When We Collided

A nightmare, a memory. A thing can be both.

I stare up at the ceiling. White, white, white. The emptiness of it aches.



By the time the sun is winking midmorning, I’m on a ladder in the center of the room.

“What the hell is this?” My mom stands in the doorway with her arms crossed in a parental way that does not suit her.

“I found a fantastic inspiration image in a magazine. An accent wall, but the ceiling. Don’t worry. I called Richard.”

“You what? He left that number for emergencies.”

I know, I know. But this was a Code Blue, bring-the-paddles emergency. I told him I couldn’t sleep in this goddamn room. Too much blank space, like the walls are white noise, and it’s screaming at my eyes. I could hear snippets of Mandarin in the background—serious voices, probably talking about stocks or bonds or, as I like to call them, soul-sucking tokens of a life lived for the wrong reasons. But Rich hurriedly said those five magic words, even if his tone was, frankly, a little rude: “Do whatever you want, Vivi.”
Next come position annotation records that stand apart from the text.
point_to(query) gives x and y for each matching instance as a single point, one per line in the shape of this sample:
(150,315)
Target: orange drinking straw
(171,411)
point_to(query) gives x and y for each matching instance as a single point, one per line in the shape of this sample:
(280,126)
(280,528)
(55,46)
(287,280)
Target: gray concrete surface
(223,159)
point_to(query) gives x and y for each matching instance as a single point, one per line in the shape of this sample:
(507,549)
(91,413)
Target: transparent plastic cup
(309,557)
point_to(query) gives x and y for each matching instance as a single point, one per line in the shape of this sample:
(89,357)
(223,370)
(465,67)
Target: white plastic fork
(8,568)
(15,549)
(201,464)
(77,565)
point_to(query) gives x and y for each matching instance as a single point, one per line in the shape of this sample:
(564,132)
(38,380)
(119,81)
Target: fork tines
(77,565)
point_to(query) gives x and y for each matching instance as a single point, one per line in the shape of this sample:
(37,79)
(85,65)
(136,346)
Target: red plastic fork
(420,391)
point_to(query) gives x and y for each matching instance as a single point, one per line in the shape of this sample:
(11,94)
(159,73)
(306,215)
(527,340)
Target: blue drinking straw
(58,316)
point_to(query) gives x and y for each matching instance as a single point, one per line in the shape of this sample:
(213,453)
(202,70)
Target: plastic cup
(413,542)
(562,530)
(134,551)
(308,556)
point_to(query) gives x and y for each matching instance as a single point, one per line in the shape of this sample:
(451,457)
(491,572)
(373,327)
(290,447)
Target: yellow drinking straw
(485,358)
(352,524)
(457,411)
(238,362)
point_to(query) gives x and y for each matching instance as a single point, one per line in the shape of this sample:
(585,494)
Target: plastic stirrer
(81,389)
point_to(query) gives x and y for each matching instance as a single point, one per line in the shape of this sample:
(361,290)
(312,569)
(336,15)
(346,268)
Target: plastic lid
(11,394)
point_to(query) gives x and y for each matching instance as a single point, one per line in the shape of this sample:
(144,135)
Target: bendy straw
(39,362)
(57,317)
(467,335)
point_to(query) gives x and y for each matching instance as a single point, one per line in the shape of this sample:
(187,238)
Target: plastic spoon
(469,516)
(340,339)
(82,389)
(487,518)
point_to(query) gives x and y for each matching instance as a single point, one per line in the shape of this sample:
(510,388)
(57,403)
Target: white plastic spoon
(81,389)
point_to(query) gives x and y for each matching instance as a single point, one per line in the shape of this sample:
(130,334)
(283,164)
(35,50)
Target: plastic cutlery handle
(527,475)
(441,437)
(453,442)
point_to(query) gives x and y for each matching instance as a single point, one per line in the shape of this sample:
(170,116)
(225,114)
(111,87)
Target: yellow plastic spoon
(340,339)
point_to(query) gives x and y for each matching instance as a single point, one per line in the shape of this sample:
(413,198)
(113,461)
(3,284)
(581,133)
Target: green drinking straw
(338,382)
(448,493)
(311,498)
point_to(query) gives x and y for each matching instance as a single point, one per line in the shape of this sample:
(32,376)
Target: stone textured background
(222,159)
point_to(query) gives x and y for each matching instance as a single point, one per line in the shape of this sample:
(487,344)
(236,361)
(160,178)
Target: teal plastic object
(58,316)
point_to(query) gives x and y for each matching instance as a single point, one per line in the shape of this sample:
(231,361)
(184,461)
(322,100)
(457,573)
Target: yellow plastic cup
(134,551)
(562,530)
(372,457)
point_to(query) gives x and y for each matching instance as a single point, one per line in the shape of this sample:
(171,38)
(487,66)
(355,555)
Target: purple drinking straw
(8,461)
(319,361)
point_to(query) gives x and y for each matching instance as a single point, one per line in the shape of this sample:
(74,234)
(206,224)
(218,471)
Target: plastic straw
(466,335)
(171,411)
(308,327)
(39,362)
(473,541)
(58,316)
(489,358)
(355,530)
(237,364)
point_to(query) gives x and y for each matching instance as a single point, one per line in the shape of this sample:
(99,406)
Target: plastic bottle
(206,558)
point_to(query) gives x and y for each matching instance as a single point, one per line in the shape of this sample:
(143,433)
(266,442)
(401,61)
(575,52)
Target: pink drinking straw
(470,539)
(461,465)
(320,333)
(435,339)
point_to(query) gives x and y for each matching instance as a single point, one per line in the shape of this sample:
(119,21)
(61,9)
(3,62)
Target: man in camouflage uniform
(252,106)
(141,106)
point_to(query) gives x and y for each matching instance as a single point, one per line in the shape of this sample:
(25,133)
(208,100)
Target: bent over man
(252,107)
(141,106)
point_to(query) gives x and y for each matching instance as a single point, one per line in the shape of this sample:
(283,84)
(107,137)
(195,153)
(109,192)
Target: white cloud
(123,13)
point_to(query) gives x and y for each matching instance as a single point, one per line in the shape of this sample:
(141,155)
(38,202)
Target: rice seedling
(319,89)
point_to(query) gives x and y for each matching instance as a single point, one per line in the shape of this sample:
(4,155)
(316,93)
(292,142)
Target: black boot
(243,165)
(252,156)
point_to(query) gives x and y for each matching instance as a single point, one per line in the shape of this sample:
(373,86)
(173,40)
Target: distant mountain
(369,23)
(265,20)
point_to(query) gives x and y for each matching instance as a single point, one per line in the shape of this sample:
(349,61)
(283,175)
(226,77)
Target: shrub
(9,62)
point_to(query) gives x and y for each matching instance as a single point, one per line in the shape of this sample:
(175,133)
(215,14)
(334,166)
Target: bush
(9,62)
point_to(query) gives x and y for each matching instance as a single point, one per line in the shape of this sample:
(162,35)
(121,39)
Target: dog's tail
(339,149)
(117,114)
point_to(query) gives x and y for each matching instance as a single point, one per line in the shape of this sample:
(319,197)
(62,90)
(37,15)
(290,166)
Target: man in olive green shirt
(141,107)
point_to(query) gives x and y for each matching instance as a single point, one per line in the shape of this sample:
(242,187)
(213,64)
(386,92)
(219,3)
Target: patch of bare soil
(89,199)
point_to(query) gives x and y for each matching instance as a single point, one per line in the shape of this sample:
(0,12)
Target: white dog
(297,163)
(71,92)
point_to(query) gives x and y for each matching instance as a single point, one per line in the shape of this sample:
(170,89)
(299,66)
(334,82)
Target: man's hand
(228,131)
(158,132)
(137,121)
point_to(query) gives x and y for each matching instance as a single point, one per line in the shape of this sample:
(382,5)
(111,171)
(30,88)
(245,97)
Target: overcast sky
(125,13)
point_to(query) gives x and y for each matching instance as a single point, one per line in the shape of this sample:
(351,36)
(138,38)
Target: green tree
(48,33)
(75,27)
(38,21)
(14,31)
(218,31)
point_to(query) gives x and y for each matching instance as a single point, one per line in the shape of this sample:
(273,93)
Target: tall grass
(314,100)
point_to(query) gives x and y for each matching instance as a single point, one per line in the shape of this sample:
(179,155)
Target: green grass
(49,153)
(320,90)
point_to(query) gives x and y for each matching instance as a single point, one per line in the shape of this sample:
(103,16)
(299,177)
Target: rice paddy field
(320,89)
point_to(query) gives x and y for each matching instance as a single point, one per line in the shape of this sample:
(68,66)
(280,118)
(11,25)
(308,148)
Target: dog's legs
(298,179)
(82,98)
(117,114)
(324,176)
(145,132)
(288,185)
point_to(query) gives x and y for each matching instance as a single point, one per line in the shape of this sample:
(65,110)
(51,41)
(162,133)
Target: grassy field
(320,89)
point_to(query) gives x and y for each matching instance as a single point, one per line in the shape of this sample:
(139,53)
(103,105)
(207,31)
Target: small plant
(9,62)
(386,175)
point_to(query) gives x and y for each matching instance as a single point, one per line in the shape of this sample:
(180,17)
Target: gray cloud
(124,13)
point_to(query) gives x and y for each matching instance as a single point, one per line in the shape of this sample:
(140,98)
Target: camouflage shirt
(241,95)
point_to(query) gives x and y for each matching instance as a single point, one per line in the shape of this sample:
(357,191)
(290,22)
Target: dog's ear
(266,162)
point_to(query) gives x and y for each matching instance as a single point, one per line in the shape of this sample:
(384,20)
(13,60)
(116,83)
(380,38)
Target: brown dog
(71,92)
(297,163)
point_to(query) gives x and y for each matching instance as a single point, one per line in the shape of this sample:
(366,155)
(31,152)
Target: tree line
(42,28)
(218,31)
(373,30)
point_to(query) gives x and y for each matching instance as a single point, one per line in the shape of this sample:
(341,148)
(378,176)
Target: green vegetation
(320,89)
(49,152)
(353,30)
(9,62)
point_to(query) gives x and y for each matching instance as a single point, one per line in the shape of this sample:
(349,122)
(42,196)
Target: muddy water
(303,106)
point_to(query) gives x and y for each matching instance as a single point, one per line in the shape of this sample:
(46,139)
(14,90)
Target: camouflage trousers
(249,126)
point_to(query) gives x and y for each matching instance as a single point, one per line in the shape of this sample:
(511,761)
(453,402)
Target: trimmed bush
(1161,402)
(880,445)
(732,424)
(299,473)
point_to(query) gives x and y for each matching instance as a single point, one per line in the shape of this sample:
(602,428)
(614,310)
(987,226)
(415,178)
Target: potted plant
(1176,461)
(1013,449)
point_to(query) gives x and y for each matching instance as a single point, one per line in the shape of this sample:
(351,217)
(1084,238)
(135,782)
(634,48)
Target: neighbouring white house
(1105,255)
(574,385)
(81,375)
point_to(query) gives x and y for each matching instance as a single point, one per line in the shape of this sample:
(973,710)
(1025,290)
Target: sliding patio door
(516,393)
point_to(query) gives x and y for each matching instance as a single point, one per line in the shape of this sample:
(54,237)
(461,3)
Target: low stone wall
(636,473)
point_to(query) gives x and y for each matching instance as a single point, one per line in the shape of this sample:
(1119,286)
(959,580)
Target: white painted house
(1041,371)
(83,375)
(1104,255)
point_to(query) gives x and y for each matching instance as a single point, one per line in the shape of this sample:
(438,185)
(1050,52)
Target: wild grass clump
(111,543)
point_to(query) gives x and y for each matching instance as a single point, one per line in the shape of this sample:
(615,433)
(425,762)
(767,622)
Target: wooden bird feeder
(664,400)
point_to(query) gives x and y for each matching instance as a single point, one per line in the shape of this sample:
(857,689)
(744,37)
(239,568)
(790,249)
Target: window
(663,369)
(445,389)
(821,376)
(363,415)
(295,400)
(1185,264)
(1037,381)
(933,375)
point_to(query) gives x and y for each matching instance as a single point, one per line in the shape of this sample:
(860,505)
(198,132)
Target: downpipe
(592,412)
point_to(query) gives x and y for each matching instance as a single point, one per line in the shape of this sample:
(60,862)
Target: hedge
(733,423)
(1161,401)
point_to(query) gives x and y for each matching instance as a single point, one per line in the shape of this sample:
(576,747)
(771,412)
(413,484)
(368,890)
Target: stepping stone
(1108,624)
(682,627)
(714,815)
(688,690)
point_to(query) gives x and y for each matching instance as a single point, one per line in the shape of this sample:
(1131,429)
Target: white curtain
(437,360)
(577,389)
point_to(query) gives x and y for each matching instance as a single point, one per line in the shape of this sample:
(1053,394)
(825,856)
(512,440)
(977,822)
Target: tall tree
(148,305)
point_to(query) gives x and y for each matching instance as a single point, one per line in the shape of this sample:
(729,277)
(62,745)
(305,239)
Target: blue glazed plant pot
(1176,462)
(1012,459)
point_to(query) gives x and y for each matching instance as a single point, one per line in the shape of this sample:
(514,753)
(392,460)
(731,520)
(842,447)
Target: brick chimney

So I did. When Thomas Hardware opened, I was right there, waiting on the bus bench with a to-go cup of coffee from Betty’s. I chose rollers, painter’s tape, a big container of Starry Night blue and a smaller one of Sterling. Then I found a ladder in Richard’s garage and started in the center of the ceiling, rolling out long strokes, and now it looks like a navy-blue hole in an infinitely white universe—totally worth the crick in my neck, the numbness in my arm, and the feeling that my spine is made of creaky metal instead of flexible muscle and bone.

“Vivian,” she says, prodding. “Are you kidding me?”

“I had an itch. Remember last winter, when you decided the bathroom needed sophisticated wallpaper immediately? Like that. Besides, Richard was glad for the free design advice and labor.” I mean, he probably was. He should be!

My mom is narrowing her eyes at me. “Are you not sleeping well?”

“I’m sleeping fine. Are you?” The passive aggression beneath my question is, Don’t symptomize my sleeplessness as part of a greater problem, because you have artist’s insomnia, too, and when you don’t, it’s usually because of an all-natural sedative called vino.

“Not wonderfully, no.” She sighs, resigning herself to my whims, as everyone eventually does. “Well, I’m walking to the farmers’ market. Just wanted to make sure you were up for work.”

“I’m leaving in a few minutes.”

When she’s gone, I climb down from the ladder and scrub off a few flecks of navy paint from the hardwood floors. I strewed newspapers all over the floor of the bedroom, but I didn’t have time to line them up perfectly—too eager to begin my ceiling’s “darkification.” I unbutton the extra-large men’s oxford I use as a painting smock to reveal a divine romper. Basically, it’s like my vintage-style bathing suit—halter-necked and tight, only the shorts are a little longer and it’s made of floral-patterned cotton. I slide my feet into sassy gold flats because I’m already an alchemist today, turning a blank-slate ceiling into a good night’s sleep, aka gold. Then I throw on a fedora and a cardigan with elbow patches, giving myself a little chuckle as I pass by the mirror. You simply have to laugh at yourself when you look like a grandpa on the top layer and a 1940s woman vacationing on the French Riviera underneath. That is to say, fabulous.

I make my usual cliff-side stop. Today, I stand right on the edge, so close that one step forward would be like the final move in walking the plank. I rest a pill on the pad of my thumb and then flick it with my middle finger. Thank you for your service, little pill, but you are no longer needed! With that, I run toward town, skipping through the moss and grass, howling a victory cry—“AYE-YI-YI!” The ocean echoes my sounds against its waters, I know it does, because even the ocean recognizes that I am a wild creature, a spirit child of a vast and star-drunk world. HURRAH!

They call these pills lithium, and I like the way the word feels against my mouth—soft, unassuming, even soothing. Lith-ee-um. When the doctor first prescribed lithium, I wondered how the drug companies named it, like if there’s a committee that tried to decide on pretty, calming words. I wondered how they picked “lith” like Lithuania, lithograph, monolith. It means “stone” in Greek; I looked it up. And lithium was the weighty stone that pulled me back down when a wild, thrashing windstorm tore me away. But lithium isn’t the brand name; it’s a chemical element abbreviated Li on the periodic table, but I think it should be Line because it collected my highs and lows into a nice, flat line.